McCarley also pointed to technology and innovation as emerging forces shaping occupational therapy’s future. A slide labeled “Technology & Innovation” prompted discussion about the tools and approaches transforming practice. She encouraged practitioners to view technology not as competitive but as a means of expanding reach, supporting evidence-based practice, and improving access to care. Digital tools and adaptive equipment, when used thoughtfully, can strengthen connections and make interventions more equitable. The takeaway was practical and balanced, technology should enhance human connection, not replace it.
Throughout the keynote, the recurring theme of advocacy tied every message together. Several slides reinforced this point with powerful simplicity: “Advocacy Turns Barriers into Bridges,” “When We Advocate, We Win,” and “Advocacy = Everyday Action.” McCarley reminded attendees that advocacy does not occur only at the legislative level. It happens every day in the way practitioners communicate with families, educate team members, mentor students, and represent the profession in their workplaces. Each action contributes to the visibility and value of occupational therapy. Her approach grounded advocacy not in politics, but in purpose.
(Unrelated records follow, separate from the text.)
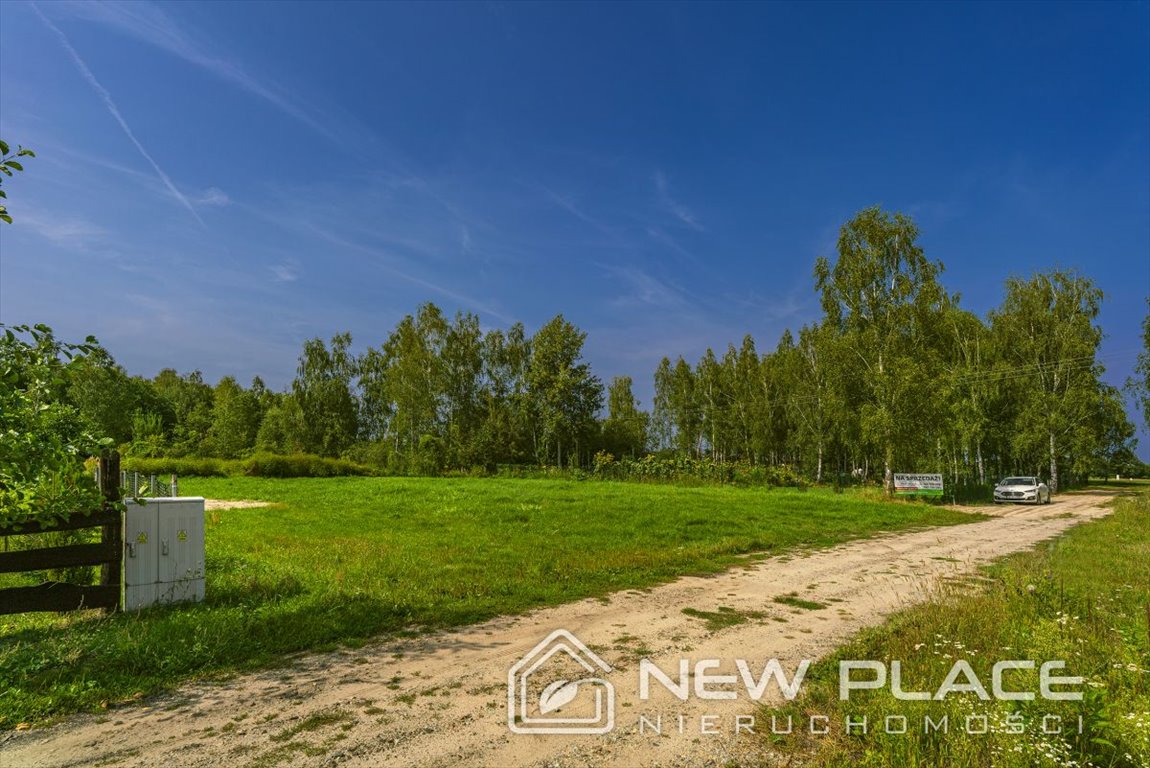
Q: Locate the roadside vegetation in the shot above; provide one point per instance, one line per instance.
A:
(1083, 598)
(340, 560)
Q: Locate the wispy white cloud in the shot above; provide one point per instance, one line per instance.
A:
(382, 260)
(150, 23)
(213, 197)
(569, 205)
(284, 273)
(644, 289)
(102, 92)
(671, 243)
(70, 231)
(676, 208)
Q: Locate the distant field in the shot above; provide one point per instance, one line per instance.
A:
(339, 560)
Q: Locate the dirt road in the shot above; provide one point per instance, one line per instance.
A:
(442, 699)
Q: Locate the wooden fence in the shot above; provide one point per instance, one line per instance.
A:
(107, 553)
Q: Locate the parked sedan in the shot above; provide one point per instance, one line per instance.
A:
(1022, 489)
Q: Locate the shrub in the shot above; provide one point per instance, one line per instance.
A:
(261, 465)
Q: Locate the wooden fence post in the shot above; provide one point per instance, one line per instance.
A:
(113, 535)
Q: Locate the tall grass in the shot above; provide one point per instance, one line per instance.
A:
(1083, 599)
(340, 560)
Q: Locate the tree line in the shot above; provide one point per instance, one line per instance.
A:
(895, 376)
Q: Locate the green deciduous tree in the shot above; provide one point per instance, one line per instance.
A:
(564, 396)
(10, 163)
(882, 296)
(625, 431)
(43, 438)
(1047, 335)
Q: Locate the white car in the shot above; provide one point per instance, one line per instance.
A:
(1022, 489)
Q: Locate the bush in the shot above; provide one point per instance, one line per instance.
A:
(186, 466)
(300, 465)
(261, 465)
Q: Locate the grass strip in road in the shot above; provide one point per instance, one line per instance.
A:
(1082, 598)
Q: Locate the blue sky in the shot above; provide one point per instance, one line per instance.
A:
(217, 182)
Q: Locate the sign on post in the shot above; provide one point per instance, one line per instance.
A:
(918, 484)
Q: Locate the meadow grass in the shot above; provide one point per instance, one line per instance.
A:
(336, 561)
(1082, 598)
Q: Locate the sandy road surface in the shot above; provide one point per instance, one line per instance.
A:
(442, 699)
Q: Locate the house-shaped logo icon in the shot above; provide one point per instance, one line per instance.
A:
(537, 708)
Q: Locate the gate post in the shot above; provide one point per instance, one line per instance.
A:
(113, 536)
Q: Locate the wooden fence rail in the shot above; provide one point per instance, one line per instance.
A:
(107, 553)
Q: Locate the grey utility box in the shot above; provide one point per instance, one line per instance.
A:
(163, 551)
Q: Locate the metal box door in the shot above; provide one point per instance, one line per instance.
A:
(142, 566)
(181, 545)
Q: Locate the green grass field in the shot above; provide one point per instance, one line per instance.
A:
(1083, 598)
(340, 560)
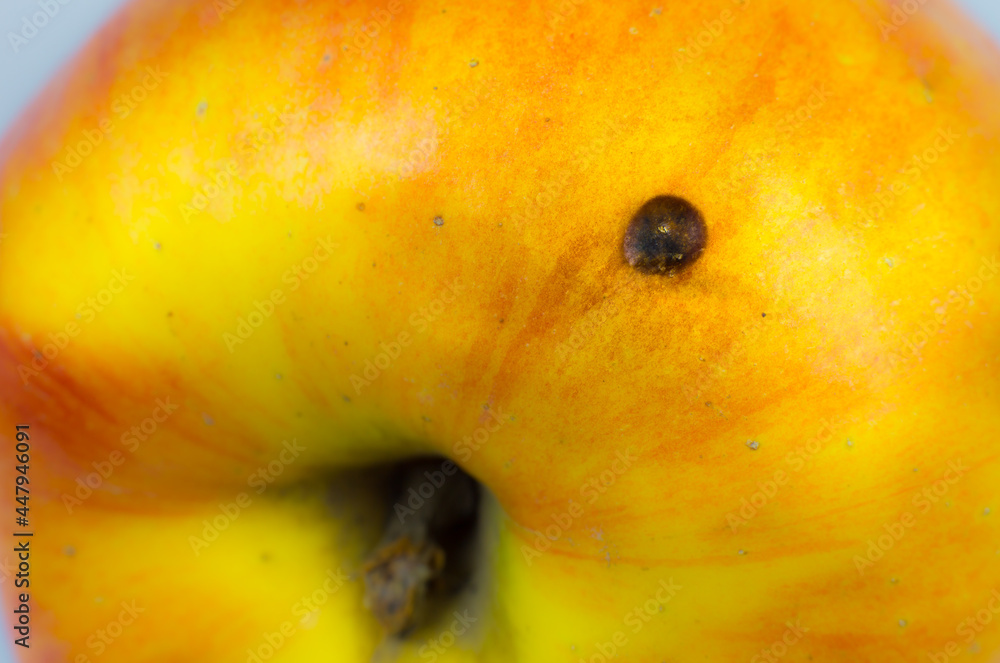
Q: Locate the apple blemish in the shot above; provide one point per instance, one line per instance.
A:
(666, 235)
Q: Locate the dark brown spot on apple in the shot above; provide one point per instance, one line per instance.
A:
(665, 236)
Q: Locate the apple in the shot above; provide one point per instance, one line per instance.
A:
(703, 296)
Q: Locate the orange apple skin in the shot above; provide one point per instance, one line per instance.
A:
(832, 332)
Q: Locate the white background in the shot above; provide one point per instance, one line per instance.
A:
(24, 73)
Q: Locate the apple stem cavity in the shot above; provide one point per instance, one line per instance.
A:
(424, 553)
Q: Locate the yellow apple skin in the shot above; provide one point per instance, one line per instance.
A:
(478, 165)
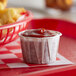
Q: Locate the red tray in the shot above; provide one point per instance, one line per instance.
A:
(67, 49)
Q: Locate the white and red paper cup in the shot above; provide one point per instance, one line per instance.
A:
(40, 50)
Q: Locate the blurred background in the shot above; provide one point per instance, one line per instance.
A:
(58, 9)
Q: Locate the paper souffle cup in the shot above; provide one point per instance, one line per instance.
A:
(40, 50)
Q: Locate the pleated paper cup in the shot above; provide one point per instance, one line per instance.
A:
(40, 50)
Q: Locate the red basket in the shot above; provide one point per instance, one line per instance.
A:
(15, 28)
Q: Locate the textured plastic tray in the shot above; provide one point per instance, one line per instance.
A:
(67, 48)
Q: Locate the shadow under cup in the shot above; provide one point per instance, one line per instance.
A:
(40, 50)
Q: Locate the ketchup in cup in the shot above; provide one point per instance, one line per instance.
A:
(39, 46)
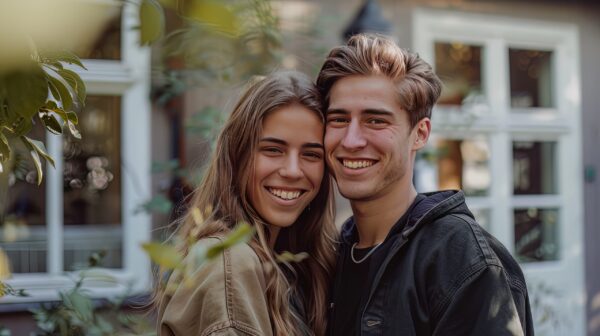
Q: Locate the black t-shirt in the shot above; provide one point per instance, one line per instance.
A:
(357, 280)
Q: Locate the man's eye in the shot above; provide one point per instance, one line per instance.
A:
(375, 121)
(337, 120)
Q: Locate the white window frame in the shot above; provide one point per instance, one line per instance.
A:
(128, 78)
(503, 125)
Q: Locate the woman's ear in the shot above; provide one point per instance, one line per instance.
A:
(422, 130)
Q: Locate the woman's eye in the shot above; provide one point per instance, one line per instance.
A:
(313, 155)
(375, 121)
(272, 150)
(337, 120)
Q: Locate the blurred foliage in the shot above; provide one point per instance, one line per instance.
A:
(40, 91)
(77, 314)
(172, 261)
(218, 42)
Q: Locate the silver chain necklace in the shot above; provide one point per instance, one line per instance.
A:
(366, 255)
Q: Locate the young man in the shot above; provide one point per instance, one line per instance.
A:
(409, 263)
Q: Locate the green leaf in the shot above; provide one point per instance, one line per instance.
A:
(216, 15)
(60, 86)
(4, 149)
(36, 160)
(40, 148)
(37, 148)
(25, 91)
(22, 126)
(62, 56)
(288, 257)
(241, 234)
(152, 21)
(163, 255)
(74, 131)
(76, 83)
(51, 123)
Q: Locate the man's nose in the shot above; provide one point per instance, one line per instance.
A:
(354, 138)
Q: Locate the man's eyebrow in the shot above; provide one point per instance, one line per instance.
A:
(284, 143)
(337, 111)
(380, 112)
(371, 111)
(275, 140)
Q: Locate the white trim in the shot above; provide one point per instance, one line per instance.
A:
(129, 78)
(504, 124)
(54, 206)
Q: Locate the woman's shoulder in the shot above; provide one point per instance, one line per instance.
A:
(240, 255)
(231, 284)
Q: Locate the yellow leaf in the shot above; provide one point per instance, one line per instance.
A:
(213, 13)
(164, 255)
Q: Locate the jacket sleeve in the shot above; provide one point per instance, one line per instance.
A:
(482, 304)
(224, 297)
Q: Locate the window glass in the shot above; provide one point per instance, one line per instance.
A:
(23, 222)
(107, 44)
(534, 167)
(454, 164)
(92, 185)
(530, 78)
(536, 234)
(459, 66)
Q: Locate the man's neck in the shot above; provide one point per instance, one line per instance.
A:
(375, 218)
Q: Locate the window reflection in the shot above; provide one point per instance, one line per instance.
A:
(534, 167)
(454, 164)
(23, 227)
(92, 185)
(536, 236)
(107, 46)
(530, 78)
(459, 66)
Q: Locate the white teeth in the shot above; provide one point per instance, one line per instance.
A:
(286, 195)
(357, 164)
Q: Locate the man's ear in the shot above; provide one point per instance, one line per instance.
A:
(422, 130)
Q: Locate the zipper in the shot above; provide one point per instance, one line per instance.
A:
(338, 280)
(395, 248)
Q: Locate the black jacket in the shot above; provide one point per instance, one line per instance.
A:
(443, 275)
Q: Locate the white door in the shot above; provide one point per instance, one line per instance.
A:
(506, 131)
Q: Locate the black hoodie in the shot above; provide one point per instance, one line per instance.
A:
(440, 274)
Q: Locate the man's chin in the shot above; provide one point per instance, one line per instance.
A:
(354, 193)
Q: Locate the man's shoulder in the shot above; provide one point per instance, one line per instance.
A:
(463, 243)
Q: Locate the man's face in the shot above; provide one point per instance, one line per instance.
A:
(369, 143)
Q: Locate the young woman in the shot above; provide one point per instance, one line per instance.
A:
(267, 170)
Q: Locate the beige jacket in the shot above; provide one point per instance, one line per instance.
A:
(226, 297)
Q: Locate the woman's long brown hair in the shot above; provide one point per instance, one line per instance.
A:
(224, 191)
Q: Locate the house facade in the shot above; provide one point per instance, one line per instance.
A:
(517, 129)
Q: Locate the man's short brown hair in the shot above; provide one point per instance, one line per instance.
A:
(418, 87)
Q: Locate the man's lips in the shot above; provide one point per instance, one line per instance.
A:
(358, 163)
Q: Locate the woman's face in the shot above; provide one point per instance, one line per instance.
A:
(288, 164)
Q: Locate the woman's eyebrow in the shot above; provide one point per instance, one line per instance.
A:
(284, 143)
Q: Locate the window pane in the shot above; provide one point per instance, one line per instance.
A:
(536, 234)
(534, 167)
(459, 67)
(455, 164)
(23, 232)
(530, 78)
(92, 185)
(107, 45)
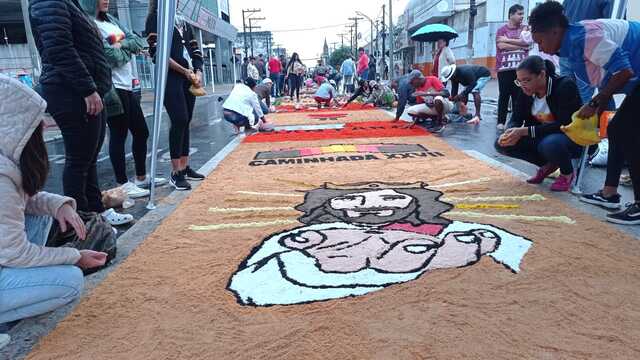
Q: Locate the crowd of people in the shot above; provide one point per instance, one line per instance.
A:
(548, 72)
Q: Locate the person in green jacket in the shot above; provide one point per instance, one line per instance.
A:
(123, 106)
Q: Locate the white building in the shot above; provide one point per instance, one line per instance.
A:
(491, 15)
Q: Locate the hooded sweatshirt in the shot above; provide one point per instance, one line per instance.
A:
(21, 111)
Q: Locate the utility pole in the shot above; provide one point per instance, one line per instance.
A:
(351, 43)
(355, 19)
(384, 36)
(342, 35)
(473, 11)
(245, 13)
(391, 38)
(251, 27)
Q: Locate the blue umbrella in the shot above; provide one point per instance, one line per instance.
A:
(434, 32)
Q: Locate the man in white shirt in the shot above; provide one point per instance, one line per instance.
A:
(252, 70)
(242, 108)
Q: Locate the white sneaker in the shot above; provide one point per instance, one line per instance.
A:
(5, 339)
(147, 182)
(134, 191)
(115, 219)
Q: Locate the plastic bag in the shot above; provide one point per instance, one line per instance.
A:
(602, 154)
(583, 132)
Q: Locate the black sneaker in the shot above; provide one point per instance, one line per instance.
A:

As the keynote drew to a close, McCarley returned to themes of unity and shared strength. Her slide titled “Transforming Challenges Together” served as both summary and rallying point. She reminded participants that the profession’s resilience depends on its members staying connected, through associations like OOTA, through mentorship, and through active engagement in policy and education. Strength and unity, she emphasized, allow the field to convert obstacles into opportunities for sustainable change. Her closing question, “What will you do on Monday that honors the strength of our profession?” left the audience reflecting on immediate, tangible ways to act on what they had heard.
In the days following the conference, many attendees described McCarley’s keynote as energizing and reaffirming. Her presentation acknowledged the realities of practice, productivity pressures, documentation demands, and systemic change, while reframing them within a larger narrative of purpose and possibility. At its core, “The Power of Our Why” reminded occupational therapists that advocacy is not something added to practice, it is woven into the fabric of everything they do. Whether educating others about the profession, promoting equitable access to care, or simply ensuring that a client’s goals are heard and honored, every therapist contributes to advancing the field.
McCarley’s message reflected both the challenges and the promise of modern occupational therapy. In a changing world, she suggested, the profession’s success depends not just on adapting to new systems but on shaping them, through unity, creativity, and unwavering focus on what truly matters. As attendees left the ballroom that afternoon, many carried with them a renewed sense of direction and pride in their collective “why.” The final message lingered long after the applause: when occupational therapists advocate, individually and together, they strengthen not only their clients, but the entire profession.